Nous passons des années à construire pièce par pièce un avenir à nos enfants. Nous fondons des espoirs en imaginant comment ils grandiront et ce qu’ils deviendront, espérant secrètement qu’ils soient meilleurs que nous.
Nous leur donnons le meilleur de nous-même, nous les soignons avec patience et abnégation.
Nous apprenons à comprendre leurs pleurs et à les interpréter : j’ai faim, je veux un câlin, j’ai besoin d’être changé, je veux tes bras…
Nous apprenons à avoir des cycles de sommeil courts pour les endormir, les bercer, les apaiser quand ils font des cauchemars ou qu’ils ont juste besoin de nous.
Nous sommes là lorsqu’ils s’endorment puis quand ils ouvrent les yeux afin qu’ils voient ce visage familier qui leur sourit. Nous devenons parents dans leur regard et découvrons l’espace d’un instant que nous sommes « leur monde ».
Puis ils grandissent et nous sommes là pour les premiers éclats de rires, les gazouillis, les premiers bobos, les larmes qu’il faut sécher et les premières sorties.
Nous apprenons à les accompagner tout en gardant une distance pour qu’ils vivent leurs premières expériences, leurs premiers émoi amoureux, leurs premières disputes…
Et parfois l’indicible se produit.
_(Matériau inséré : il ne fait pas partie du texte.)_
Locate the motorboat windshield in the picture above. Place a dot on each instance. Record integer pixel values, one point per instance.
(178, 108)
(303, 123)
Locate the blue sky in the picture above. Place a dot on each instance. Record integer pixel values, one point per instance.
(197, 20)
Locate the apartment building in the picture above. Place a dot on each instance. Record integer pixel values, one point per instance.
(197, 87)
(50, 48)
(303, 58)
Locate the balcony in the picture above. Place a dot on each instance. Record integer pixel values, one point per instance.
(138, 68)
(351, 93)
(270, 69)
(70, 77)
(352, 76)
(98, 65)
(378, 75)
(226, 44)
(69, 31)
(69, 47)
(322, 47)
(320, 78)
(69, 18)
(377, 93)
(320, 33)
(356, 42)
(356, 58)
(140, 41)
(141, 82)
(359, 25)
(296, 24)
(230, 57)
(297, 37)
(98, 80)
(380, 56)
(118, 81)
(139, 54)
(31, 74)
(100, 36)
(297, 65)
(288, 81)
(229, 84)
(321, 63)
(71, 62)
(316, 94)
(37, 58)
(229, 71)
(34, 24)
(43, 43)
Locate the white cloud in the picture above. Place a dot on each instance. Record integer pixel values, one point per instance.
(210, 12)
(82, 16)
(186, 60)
Tout se brise, Tout explose.
La maladie vient, balaye tout sur son passage. On se bat contre elle, on espère, on avance, on se rattache à ce que l’on peut et on renie toutes ses convictions devant autant d’injustice.
De manière insidieuse la maladie revient plus forte et finit par emporter cette vie, cet être en devenir, cet espoir que nous avons construit secondes après secondes.
Alors on explose comme un Lego qui tombe d’une falaise. On se brise en milliers de pièces. On ne sait même pas comment on va recoller tout ça.
Cette phrase resonne dans ma tête depuis que vous l’avez prononcé quand vous êtes arrivés pour cette dernière hospitalisation en urgences : « Je vais faire quoi après ?».
Je me suis senti démuni et triste ne sachant rien de la réponse à vous donner. Juste un sourire maladroit, une accolade espérant apaiser l’espace d’un instant votre souffrance et cette peine sidérale que je voyais dans vos yeux.
Peut-être que le temps fera son œuvre quand le temps du départ sera passé, quand votre ange rejoindra sa dernière demeure et que le brutal retour à la réalité se fera.
Alors pièce par pièce vous vous reconstruirez, différemment. Ce sera une autre version de vous, ni pire, ni meilleure…. Juste différente, vieillie prématurément par le poids de cette souffrance.
Vous serez comme ce Lego que vous avez reconstruit mais dans lequel il y aura désormais toujours cette cicatrice, comme une pièce manquante.
Pour vous, V, S et surtout pour toi E…. Ton rire cristallin resonnera longtemps dans nos murs et ton cœur restera dorénavant à nos côtés.